Imitation Learning / Behavior Cloning

1991ActiveUpdated: 5 May 2026Published

Key innovation

Learning an agent policy directly from expert demonstrations without defining a reward function, eliminating reward engineering in robotics.

How it works

Pairs of (observation, action) are collected from expert demonstrations. A model (policy network) is trained to map observations to actions by minimising MSE or cross-entropy. In BC the model learns off-policy — without environment interaction during training.

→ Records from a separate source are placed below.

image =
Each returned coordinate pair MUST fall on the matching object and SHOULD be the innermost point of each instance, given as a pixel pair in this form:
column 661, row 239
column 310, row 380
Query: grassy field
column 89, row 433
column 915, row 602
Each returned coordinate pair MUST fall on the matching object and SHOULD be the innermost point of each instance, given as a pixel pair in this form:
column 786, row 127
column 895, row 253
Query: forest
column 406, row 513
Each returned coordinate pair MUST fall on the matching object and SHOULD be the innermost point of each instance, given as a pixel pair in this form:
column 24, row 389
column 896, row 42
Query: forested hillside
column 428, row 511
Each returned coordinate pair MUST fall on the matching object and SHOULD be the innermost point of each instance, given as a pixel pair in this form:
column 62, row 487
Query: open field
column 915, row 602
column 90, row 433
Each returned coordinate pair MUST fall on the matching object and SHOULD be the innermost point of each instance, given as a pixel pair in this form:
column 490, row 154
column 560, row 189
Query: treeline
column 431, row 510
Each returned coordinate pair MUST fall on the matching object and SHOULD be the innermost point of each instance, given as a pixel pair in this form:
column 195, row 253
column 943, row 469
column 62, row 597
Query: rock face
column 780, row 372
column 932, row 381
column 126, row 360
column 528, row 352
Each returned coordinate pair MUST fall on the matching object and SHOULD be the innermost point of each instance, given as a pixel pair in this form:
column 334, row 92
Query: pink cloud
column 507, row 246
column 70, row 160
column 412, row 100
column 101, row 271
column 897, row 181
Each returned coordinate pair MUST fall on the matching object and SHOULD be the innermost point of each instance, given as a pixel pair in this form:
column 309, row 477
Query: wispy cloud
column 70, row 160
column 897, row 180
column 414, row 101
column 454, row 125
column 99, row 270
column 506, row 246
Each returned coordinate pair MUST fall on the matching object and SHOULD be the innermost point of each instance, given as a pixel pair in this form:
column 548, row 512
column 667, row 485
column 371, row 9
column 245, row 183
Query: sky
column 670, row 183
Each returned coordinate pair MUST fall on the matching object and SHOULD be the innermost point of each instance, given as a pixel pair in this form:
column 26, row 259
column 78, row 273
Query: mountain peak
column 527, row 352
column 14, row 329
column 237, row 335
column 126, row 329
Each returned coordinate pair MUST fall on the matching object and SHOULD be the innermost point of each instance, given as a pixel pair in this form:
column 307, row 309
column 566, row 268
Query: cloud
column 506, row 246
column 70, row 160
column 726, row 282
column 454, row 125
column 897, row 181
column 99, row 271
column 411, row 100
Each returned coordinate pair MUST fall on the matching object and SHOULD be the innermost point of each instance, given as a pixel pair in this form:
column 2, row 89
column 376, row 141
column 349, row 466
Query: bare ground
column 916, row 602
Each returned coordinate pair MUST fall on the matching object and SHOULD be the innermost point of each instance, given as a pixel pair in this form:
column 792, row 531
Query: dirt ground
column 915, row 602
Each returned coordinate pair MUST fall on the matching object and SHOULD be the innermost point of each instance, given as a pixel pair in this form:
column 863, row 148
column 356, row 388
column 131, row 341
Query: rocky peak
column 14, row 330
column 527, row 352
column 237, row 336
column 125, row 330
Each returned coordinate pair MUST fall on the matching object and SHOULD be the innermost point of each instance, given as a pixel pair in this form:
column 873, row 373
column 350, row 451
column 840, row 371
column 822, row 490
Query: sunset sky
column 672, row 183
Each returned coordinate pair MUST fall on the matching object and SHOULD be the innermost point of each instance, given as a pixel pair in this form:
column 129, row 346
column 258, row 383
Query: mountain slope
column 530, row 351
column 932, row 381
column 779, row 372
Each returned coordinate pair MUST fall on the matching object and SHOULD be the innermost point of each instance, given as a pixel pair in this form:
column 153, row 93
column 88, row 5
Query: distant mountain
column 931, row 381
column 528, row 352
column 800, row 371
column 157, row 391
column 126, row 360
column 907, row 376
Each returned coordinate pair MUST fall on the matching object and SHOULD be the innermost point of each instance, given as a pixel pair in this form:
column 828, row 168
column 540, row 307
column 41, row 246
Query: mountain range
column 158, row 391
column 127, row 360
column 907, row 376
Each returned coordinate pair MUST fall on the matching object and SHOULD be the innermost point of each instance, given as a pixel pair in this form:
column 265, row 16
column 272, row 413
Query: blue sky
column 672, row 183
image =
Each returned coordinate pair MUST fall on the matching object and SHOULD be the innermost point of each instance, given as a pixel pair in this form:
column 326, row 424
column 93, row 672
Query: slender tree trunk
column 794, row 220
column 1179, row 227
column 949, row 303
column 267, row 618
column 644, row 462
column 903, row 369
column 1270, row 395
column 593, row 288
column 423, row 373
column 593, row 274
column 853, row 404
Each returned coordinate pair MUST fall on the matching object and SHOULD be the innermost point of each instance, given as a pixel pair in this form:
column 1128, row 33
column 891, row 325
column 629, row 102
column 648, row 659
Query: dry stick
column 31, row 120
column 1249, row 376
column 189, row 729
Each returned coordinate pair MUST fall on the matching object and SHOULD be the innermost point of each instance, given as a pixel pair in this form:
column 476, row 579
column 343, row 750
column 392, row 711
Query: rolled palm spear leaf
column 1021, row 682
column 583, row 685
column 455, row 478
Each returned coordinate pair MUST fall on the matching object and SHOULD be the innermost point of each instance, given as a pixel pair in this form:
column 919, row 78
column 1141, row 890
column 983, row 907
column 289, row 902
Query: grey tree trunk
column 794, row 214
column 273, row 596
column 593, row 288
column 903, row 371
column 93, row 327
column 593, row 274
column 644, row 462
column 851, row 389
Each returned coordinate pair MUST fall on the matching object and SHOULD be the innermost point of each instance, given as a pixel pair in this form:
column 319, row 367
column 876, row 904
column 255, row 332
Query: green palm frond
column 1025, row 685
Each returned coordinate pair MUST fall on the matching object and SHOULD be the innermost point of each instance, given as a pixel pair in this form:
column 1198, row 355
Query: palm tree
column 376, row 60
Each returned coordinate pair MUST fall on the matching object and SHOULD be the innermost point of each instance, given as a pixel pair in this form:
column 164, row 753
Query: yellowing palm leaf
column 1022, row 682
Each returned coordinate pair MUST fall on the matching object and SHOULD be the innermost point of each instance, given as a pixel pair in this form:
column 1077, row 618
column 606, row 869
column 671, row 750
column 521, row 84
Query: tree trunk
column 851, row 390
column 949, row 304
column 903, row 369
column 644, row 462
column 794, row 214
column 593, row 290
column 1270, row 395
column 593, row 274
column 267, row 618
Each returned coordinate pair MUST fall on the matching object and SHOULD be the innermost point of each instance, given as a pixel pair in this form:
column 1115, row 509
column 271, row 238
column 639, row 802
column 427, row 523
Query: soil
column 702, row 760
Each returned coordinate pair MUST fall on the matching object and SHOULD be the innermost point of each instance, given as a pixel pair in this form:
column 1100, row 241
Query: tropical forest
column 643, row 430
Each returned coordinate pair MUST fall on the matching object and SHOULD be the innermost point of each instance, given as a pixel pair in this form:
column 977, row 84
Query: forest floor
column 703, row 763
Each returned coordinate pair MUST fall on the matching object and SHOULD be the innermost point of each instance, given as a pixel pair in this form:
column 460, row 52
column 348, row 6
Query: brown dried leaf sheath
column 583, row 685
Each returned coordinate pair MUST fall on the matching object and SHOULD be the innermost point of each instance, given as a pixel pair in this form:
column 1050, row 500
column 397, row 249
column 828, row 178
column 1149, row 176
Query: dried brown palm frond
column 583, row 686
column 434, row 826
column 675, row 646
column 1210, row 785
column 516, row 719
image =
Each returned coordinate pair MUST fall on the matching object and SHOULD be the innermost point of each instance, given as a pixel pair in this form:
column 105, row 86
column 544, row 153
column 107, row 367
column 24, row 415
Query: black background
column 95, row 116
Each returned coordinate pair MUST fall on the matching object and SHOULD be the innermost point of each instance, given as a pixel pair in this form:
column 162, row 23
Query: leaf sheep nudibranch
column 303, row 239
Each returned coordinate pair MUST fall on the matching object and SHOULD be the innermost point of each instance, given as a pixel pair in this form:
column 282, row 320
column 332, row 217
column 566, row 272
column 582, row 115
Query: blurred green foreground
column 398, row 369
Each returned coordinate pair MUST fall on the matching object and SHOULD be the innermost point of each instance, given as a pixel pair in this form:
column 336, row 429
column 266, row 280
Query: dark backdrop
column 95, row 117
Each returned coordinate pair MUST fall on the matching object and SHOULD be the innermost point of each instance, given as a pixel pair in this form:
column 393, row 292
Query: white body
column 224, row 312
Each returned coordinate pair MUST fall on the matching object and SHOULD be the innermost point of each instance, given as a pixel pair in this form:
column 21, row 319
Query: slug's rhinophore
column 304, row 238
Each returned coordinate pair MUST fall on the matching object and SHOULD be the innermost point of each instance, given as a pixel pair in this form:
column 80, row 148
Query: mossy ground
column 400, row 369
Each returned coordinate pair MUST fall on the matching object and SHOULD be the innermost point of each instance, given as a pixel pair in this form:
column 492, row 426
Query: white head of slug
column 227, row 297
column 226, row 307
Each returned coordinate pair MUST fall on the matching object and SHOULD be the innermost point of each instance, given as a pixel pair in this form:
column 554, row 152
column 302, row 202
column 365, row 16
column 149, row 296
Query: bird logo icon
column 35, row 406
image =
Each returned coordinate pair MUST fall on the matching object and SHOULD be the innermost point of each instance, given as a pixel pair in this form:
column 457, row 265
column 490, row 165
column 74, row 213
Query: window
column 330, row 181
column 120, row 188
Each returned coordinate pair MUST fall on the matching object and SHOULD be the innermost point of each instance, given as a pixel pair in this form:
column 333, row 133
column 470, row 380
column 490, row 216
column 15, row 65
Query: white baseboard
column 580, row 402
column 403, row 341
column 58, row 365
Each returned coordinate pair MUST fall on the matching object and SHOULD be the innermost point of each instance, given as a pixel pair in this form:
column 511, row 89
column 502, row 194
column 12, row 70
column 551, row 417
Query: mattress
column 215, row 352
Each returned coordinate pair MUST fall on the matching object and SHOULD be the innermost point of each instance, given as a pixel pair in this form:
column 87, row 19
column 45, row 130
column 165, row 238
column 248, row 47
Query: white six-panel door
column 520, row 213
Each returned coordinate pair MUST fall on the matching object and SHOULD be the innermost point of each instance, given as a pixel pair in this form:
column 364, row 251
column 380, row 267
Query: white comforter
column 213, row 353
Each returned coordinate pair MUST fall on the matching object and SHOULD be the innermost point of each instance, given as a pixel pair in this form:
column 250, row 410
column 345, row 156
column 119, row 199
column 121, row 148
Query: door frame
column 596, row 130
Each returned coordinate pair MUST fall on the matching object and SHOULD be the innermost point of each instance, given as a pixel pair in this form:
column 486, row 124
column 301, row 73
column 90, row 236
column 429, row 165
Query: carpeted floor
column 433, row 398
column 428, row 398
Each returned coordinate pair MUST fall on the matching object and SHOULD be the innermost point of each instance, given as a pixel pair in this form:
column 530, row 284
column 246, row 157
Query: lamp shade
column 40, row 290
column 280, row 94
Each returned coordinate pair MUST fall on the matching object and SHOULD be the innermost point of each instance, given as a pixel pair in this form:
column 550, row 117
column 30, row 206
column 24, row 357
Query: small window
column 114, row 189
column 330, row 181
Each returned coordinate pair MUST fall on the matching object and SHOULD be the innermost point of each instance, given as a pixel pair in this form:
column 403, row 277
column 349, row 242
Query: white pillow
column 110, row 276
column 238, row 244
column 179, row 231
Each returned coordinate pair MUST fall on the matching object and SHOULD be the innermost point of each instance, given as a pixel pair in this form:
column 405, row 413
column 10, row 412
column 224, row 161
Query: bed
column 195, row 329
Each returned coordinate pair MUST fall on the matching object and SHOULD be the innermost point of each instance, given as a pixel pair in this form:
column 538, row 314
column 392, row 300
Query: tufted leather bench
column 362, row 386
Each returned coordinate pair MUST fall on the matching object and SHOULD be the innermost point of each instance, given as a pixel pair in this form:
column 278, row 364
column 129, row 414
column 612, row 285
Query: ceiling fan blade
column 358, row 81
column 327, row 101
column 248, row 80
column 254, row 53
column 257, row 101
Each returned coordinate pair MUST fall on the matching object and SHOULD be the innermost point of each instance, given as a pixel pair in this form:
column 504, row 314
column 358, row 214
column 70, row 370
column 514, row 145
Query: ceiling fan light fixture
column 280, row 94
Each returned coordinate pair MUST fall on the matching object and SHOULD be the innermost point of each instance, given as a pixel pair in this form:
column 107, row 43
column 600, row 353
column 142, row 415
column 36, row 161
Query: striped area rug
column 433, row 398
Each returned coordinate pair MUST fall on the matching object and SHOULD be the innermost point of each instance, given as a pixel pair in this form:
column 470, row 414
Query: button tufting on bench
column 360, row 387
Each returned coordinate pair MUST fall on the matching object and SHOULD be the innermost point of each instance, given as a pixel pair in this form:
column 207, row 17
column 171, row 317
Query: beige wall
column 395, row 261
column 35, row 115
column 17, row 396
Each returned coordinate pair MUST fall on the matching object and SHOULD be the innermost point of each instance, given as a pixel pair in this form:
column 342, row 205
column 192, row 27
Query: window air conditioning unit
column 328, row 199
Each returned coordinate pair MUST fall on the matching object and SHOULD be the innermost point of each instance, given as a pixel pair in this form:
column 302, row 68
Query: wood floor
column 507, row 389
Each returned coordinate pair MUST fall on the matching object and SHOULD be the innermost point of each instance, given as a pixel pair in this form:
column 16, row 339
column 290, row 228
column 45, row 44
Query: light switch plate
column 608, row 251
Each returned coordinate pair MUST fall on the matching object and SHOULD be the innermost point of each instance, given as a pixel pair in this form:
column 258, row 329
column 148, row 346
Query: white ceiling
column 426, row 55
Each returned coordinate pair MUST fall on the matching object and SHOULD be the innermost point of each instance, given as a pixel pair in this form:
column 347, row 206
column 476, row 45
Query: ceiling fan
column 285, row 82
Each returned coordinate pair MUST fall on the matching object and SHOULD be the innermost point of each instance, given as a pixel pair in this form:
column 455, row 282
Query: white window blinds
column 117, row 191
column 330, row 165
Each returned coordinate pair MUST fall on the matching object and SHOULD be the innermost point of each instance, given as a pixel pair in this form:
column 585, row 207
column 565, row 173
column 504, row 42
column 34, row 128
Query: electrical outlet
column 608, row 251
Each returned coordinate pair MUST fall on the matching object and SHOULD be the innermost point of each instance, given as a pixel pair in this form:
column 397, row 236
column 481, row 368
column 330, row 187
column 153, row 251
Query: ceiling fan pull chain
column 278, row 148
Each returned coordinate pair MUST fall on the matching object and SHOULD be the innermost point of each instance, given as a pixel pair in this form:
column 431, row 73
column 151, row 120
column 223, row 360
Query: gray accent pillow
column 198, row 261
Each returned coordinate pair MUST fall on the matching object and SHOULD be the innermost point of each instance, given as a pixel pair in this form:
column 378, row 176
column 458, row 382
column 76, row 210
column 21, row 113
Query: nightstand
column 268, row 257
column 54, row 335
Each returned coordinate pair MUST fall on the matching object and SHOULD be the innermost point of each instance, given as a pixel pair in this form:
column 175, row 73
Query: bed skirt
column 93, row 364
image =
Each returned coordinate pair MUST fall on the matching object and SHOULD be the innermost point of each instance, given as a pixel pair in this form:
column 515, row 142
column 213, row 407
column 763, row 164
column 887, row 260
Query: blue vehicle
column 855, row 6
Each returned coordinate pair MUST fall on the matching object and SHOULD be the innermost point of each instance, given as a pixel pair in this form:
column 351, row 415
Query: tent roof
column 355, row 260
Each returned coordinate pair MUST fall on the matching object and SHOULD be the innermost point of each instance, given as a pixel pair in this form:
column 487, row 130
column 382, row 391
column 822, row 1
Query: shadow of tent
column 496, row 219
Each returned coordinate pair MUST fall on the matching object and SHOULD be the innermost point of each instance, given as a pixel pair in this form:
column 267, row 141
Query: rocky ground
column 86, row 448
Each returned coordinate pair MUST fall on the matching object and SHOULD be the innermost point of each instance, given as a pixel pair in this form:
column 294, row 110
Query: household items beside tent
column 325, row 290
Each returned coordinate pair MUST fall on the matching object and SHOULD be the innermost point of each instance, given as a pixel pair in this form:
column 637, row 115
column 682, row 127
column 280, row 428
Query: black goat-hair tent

In more advanced variants (DAgger) the agent queries the expert in-the-loop to correct distribution shift errors.

Problem solved

Difficulty of defining reward functions for complex robotic tasks; need for efficient skill transfer from human demonstrations.

Evolution

Original paper · 1991 · Neural Computation, 1991 · Dean A. Pomerleau

Efficient Training of Artificial Neural Networks for Autonomous Navigation

Dean A. Pomerleau

1991

ALVINN (Pomerleau) — first demonstration of Behavior Cloning for autonomous navigation

Inflection point

2011

DAgger (Ross et al.) — iterative dataset aggregation solves the distribution shift problem in BC

Inflection point

2022

Open-X-Embodiment — scaling IL to millions of robotic demonstrations across diverse platforms

Inflection point

2025

UnifoLM-WMA-0 applies IL/BC as Policy Enhancement on Open-X data

Technical details

Hardware requirements

Primary

Training neural network policies on large demonstration datasets requires GPUs.